Hemos confundido al «Niño Interno» con una herida que hay que sanar llorando. Pero el Niño Interno es también la fuente de tu genialidad y espontaneidad. Es la parte de ti que dice «¡mira esto!» con asombro. Cuando reprimes esa energía para ser «profesional» o «maduro», te vuelves gris.

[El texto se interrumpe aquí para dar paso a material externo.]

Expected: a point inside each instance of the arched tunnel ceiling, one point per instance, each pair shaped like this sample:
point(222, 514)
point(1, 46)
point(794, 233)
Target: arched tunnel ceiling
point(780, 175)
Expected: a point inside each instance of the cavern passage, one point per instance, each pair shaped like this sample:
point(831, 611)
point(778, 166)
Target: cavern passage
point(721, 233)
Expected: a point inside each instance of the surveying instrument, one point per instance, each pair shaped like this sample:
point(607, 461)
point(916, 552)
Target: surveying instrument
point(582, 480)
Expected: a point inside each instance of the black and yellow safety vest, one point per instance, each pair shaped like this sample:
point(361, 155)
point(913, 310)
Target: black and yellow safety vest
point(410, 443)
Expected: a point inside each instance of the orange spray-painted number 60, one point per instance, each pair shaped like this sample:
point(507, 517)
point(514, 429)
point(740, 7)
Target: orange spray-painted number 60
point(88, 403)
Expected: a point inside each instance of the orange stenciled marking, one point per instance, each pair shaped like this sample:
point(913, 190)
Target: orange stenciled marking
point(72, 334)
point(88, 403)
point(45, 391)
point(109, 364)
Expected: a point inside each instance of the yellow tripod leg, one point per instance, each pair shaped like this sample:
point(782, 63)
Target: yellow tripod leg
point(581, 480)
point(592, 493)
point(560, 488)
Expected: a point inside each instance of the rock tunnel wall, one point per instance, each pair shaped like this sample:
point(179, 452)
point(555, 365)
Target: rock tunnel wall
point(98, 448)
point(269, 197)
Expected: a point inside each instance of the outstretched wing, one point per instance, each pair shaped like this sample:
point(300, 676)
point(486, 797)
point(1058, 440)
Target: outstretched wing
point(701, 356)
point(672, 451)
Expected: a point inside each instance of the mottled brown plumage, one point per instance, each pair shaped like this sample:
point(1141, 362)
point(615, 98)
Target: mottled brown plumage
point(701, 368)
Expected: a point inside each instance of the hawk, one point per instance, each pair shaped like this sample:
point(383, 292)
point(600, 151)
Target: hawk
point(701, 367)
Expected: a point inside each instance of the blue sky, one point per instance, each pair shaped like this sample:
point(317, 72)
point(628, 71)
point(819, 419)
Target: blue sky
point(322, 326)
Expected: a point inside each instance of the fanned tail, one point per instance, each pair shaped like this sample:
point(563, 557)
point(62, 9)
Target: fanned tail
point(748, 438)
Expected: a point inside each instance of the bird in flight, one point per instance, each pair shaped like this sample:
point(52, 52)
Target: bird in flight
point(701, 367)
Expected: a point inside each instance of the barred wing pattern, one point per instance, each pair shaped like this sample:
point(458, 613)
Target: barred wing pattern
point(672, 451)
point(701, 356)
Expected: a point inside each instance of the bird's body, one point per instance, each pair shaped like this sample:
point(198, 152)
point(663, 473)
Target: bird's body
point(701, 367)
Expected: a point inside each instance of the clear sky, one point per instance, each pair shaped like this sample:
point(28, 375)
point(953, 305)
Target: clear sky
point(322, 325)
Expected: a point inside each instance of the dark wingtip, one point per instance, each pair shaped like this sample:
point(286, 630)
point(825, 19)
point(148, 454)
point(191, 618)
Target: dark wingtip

La depresión es, muchas veces, la ausencia de expresión creativa.
Recuperar tu Casa V es atreverte a hacer el ridículo. Es pintar mal, bailar raro, enamorarte tontamente, subirte a un escenario. Es recordar que la vida es un teatro y tú eres el actor, no el crítico. Pregúntate: ¿Cuándo fue la última vez que hice algo solo porque me divertía, sin buscar ningún resultado productivo? ¿Me he vuelto un burócrata de mi propia existencia? Sal al recreo. Es urgente.